MiniKV is a from-scratch cache server in roughly 3,800 lines of Go, written to study how production caches actually work. It speaks the Memcached text protocol over TCP, so that any off-the-shelf Memcached client (libmemcached, gomemcache, pymemcache) can talk to it. It runs in a distroless Docker image, ships with a benchmark stack that compares it against Redis and Memcached on the same network, and across three volumes of build-and-write went from 17k writes/sec to ~215k at concurrency 8 — ahead of Redis at that shape, at roughly 77% of Memcached (Redis didn’t scale at conc=8 because it’s single-threaded, but that’s besides the point).

The wire protocol and the store

Keys are short ASCII tokens, values are uninterpreted byte blobs (similar to how Memcached works). set replaces a blob, get returns it, delete removes it — standard kv store functionality. incr interprets the stored blob as an unsigned base-10 integer.

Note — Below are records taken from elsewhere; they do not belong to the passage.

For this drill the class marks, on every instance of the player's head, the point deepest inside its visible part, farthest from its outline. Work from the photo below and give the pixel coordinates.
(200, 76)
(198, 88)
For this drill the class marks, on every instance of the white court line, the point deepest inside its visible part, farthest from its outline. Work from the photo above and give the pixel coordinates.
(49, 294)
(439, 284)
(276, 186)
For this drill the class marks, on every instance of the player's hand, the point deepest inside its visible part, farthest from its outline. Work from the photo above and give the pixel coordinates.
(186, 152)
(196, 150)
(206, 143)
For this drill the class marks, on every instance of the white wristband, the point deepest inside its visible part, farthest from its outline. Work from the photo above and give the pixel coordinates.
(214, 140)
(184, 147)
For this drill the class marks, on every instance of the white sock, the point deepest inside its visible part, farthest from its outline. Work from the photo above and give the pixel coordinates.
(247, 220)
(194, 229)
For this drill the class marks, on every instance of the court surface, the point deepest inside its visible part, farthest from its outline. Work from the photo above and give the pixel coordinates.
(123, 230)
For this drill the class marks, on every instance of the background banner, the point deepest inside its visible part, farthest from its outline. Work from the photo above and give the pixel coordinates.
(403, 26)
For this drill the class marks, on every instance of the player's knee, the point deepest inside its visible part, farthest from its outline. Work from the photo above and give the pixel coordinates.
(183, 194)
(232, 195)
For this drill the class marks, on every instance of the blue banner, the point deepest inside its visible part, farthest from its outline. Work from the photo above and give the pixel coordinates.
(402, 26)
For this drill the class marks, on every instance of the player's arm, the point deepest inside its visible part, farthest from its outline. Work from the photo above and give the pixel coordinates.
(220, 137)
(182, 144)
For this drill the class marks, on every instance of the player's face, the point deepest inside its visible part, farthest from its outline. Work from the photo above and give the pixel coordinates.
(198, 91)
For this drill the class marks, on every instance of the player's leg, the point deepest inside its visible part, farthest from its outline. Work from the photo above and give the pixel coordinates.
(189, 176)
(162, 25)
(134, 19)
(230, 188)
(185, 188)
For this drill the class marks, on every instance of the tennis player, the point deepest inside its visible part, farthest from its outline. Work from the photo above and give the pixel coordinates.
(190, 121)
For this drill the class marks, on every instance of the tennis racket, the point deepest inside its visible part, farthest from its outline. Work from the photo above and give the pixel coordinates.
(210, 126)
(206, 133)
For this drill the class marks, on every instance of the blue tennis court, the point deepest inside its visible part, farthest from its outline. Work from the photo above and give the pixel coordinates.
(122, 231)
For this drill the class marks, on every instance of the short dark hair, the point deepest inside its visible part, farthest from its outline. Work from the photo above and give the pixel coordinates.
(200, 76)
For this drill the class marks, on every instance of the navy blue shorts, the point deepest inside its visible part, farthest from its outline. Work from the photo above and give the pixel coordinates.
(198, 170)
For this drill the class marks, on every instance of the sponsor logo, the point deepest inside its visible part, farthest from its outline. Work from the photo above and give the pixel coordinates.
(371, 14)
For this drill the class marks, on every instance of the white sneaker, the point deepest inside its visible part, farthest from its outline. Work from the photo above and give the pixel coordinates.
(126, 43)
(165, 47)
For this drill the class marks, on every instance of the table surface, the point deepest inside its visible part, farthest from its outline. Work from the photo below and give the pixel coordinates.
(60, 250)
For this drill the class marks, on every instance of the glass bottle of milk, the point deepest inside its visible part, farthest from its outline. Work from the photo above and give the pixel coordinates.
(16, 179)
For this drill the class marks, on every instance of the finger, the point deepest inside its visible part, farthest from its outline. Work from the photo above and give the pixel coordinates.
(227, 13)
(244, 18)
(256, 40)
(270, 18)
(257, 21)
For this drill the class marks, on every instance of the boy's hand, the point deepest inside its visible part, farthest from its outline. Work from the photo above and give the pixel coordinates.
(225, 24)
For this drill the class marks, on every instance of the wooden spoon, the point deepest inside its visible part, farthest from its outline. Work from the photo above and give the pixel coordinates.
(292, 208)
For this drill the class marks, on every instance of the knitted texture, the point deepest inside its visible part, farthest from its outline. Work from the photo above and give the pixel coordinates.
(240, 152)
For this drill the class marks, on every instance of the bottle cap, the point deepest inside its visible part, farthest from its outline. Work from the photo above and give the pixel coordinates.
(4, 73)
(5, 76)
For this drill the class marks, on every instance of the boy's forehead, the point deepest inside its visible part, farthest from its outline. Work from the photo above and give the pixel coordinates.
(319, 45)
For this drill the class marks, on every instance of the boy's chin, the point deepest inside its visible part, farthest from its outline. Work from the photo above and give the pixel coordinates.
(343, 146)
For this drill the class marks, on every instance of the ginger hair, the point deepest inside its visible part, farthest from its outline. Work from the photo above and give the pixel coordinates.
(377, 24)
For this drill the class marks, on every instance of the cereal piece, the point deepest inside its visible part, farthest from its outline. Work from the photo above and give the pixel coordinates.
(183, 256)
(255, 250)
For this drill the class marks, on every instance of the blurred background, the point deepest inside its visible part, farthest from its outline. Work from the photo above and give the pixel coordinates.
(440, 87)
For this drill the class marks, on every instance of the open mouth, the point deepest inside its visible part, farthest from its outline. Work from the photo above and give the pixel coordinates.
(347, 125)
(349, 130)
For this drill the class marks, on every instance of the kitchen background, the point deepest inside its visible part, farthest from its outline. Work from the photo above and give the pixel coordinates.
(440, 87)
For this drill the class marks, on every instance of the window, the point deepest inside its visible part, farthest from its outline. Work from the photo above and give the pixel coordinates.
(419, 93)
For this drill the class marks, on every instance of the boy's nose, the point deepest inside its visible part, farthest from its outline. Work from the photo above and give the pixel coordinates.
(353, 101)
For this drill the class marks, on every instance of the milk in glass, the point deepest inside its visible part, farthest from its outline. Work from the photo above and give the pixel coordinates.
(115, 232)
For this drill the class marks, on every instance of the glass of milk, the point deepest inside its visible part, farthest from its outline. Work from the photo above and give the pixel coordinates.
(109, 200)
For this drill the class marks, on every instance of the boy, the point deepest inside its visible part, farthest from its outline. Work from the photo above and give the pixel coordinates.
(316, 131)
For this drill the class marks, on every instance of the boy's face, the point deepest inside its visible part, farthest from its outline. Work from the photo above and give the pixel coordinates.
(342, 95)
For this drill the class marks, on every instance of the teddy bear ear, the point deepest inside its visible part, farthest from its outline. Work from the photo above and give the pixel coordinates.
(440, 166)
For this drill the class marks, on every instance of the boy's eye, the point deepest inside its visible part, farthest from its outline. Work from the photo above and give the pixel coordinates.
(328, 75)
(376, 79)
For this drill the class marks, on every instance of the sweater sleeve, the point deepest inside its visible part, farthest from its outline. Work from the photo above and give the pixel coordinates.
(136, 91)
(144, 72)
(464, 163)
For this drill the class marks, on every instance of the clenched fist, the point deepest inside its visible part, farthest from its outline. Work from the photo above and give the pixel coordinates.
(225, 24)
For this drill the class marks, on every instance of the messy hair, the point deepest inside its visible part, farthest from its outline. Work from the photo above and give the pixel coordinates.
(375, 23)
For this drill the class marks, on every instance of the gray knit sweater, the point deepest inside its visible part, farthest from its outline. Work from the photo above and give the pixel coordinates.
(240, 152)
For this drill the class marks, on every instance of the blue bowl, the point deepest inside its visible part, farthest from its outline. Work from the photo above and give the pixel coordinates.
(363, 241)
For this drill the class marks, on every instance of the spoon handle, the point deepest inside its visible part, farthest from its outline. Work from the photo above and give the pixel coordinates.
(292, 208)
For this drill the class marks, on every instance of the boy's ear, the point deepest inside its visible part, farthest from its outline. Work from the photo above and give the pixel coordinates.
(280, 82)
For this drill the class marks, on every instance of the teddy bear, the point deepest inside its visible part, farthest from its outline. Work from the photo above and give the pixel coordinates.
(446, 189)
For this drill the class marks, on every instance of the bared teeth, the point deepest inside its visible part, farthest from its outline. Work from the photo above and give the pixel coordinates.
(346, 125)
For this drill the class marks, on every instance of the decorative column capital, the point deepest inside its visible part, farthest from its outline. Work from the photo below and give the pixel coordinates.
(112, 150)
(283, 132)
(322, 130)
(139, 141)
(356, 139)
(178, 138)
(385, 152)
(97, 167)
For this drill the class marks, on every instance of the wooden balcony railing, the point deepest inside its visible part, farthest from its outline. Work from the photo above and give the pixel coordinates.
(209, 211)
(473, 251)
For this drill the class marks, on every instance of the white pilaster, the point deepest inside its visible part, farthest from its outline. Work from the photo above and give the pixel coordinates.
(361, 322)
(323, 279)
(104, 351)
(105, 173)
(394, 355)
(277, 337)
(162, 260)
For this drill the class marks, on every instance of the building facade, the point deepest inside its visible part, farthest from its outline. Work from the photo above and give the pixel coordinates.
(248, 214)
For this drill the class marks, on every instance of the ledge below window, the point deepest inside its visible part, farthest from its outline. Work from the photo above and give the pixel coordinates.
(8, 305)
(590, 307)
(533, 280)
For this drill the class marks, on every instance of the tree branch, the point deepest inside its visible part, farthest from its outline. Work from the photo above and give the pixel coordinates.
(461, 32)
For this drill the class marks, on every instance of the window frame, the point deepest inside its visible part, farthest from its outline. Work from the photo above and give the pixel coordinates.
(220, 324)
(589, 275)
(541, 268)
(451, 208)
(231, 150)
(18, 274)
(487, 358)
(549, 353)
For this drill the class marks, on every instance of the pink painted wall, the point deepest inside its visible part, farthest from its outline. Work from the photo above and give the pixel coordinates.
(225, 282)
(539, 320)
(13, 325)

The protocol is simply text on the command line:

set <key> <bytes>\r\n
<value>\r\n

Values are blobs, so they can contain spaces, newlines, or anything else. The command line declares a byte count, the parser reads exactly that many bytes, and a trailing CRLF (\r\n) closes the value. No quoting rules, no escaping, no special cases for binary content — and you can test the server with nc easily.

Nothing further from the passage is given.